26:名無しNIPPER[sage saga]
2015/11/11(水) 00:02:20.72 ID:BRoeWTnho
風呂を出ると、今度は京子が先導に立って夕飯の支度をしようとした。
私も静かにそれを手伝っていたが、たとえ張り切ろうとも京子の包丁使いなどは相変わらず危なっかしくて……落ち着いて見てもいられなくなり、結局私がメインの作業を変わることにした。
京子は面目なさそうに照れ笑いをしていたが、それが傷心の私にずいぶんと気力を取り戻させてくれた。ようやく大きな不安感が取り壊された気がした。
完成したご飯は……いつもよりうんと温かくて、そして優しい味だった。
片付けくらいは私が、と皿洗いを担当する京子の背中に、とっておきのラムレーズンをぴとっとくっつける。買い置きしてあるとはいえ、季節的にもう残りの数も少なくなっていた。だが今日という日は、うちにある在庫全部をあげてしまってもいいとさえ思えた。

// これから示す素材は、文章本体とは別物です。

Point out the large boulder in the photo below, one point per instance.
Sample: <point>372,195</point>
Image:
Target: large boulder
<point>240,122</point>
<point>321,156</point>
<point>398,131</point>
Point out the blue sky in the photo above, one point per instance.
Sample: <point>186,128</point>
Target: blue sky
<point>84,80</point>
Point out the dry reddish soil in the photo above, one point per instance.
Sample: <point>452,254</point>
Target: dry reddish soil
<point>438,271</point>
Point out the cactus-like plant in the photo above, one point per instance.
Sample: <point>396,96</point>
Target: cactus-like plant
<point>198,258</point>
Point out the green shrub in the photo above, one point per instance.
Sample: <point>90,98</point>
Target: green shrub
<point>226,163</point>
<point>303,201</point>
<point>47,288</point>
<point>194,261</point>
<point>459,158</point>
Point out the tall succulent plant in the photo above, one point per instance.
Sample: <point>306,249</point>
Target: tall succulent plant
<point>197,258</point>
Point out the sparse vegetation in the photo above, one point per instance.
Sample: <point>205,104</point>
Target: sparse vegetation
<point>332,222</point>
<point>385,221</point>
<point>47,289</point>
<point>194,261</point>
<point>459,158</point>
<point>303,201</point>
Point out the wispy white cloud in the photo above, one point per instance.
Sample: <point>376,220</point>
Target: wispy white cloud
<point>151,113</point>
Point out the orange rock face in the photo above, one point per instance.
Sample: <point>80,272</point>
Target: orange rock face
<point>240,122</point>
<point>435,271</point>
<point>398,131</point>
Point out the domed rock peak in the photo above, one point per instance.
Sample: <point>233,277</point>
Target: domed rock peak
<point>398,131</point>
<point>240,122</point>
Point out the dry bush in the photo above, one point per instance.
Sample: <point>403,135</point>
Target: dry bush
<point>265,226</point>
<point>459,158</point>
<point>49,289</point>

京子は嬉しそうに笑うと皿洗いを中断してスプーンを取りだした。代わりに皿を洗おうとスポンジを手に取った私に、一口サイズに掬い取ったアイスを「ん!」と差し出す。最初は遠慮したものの、京子は私にこそ食べてほしいんだと言って聞かず、結局そのまま二人でひとつを食べきった。
未だかつて、こんなに幸せな時間があっただろうか。その中身は決して特別というわけでもないのに……
いや……きっと私はいつも最上級の幸せの中にいたのだ。それを幸せとも思うことなく過ごしていただけで。
寝るときは、夢の世界におびえる気持ちを何も言わずに組みとって……京子は私を抱きしめながら眠ってくれた。徹夜をするとまで意気込んでいたくせに、十数分も経てば京子の方が私よりも先に静かな寝息を立て始めた。
掛け布団はなく、薄い毛布一枚だけが私たちの上にかかっている。京子がいるためにいつもより暑かったが、そんな暑さもかけがえのない幸せなんだと感じられて……私はまた静かに涙してしまった。
「京子、ありがとう……」声に出さずにそう呟き、眠る京子の額の髪をかきあげて手を当て、私からも京子の身体を包むように手を回し……眠った。
……その晩、私は悪夢を見なかった。
それはそれは悪夢どころか、夢も何も見ない安らかな眠りであった。
京子の暖かさを胸の中に抱いて、やわらかな幸せに心も身体も包まれていたのをしっかりと感じていた。
しかし、夜が明けて、朝がきて……
私がゆっくりと目を覚ました時、
ずっと私の中にいたはずなのに、
京子は、もうどこにもいなくなっていた。